But I get ahead of myself.

Le Giornate del Cinema Muto (better known as the Pordenone Silent Film Festival) is an annual event held in Sacile, Italy, moved from its original home of Pordenone three years ago, when the festival's flagship theater was closed down. In the past nineteen years Pordenone has established itself as the most impressive, most influential, and most prestigious silent film festival in the world. Hundreds of scholars, professors, archivists, collectors, and silent film fans from all over the globe converge on the small Northern Italy town of Sacile for eight days of marathon film viewing. The town’s performing arts center, Theatre Zancarno,  runs film programs from 9:30 am to past midnight, while a secondary “video” venue, Theatre Ruffo, supplements the primary screenings with projected video programs of documentaries, a few film repeats, and, this year, even a couple of sound films. The guests largely bus in from Pordenone about twelve km (eight miles) away every morning and bus back late at night, leaving little time for sleep for the diehards. Top notch live piano accompaniment brightened almost every screening and the language barrier was solved with radio headsets offering live English and Italian translations of foreign language intertitles. An inspired solution, even if the translations were at times clumsy and rushed.

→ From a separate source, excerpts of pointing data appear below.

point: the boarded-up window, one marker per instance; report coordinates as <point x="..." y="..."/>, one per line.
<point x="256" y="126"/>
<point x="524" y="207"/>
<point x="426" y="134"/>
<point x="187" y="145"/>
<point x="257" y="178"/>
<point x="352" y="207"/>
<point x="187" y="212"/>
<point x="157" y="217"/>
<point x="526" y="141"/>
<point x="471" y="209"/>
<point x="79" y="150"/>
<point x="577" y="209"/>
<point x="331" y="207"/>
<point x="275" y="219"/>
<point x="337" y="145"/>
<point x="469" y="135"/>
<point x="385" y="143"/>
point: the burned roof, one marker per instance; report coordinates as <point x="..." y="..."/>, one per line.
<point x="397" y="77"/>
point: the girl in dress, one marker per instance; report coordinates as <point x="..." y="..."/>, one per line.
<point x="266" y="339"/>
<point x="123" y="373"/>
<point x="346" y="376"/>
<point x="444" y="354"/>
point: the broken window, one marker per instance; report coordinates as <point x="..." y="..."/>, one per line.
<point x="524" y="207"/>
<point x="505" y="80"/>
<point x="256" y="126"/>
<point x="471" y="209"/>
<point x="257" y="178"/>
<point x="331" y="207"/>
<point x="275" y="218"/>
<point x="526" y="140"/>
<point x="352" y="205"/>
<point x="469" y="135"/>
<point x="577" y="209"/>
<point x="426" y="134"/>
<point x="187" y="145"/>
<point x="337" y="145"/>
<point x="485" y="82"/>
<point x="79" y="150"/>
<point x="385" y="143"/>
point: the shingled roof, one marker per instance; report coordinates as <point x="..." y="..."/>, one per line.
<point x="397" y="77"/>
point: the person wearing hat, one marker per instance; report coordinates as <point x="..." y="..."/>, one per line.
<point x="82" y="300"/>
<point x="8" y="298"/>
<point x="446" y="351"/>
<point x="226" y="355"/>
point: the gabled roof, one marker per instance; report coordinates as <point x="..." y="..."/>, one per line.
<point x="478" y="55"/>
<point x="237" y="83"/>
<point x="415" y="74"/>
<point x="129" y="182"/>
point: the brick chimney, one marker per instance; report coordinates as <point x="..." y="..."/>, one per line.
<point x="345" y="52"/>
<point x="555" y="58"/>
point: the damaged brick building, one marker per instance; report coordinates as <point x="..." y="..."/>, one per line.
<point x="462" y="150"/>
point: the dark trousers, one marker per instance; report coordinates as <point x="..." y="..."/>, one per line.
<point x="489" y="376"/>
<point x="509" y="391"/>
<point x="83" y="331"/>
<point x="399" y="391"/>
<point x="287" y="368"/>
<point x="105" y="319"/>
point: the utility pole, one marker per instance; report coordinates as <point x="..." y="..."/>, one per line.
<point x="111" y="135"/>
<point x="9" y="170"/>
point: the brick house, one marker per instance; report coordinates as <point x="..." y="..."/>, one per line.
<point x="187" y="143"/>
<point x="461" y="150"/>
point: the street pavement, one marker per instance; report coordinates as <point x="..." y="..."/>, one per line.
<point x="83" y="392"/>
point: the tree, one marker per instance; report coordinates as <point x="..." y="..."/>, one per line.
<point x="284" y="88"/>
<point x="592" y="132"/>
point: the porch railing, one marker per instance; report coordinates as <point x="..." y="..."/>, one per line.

Sacile itself is a tiny little town of about 10,000. Known as “the little Venice,” because Venetian royalty spent their summers here, it’s a beautiful little burg with a gorgeous old-town center, where the festival venues are situated. Walking between theaters, or uptown to the bustling book and memorabilia sale at the Film Fair, takes you along cobblestone streets, past centuries old buildings, over two rivers which cut through the town like shallow canals from its namesake, and through narrow old town city streets.

As the festival has grown, so has its ambition. For the twentieth anniversary, festival presidents David Robinson and Livio Jacobs put together an astounding collection: a survey of Japanese silent cinema, features and shorts by Oscar Michaeux and “his circle” of African American filmmakers, the fifth installment of the ambitious "The Griffith Project" (an attempt to find, restore, and show every single film directed by silent film maestro D.W. Griffith - this year dedicated 1911), and special presentations of many more recently discovered and restored films.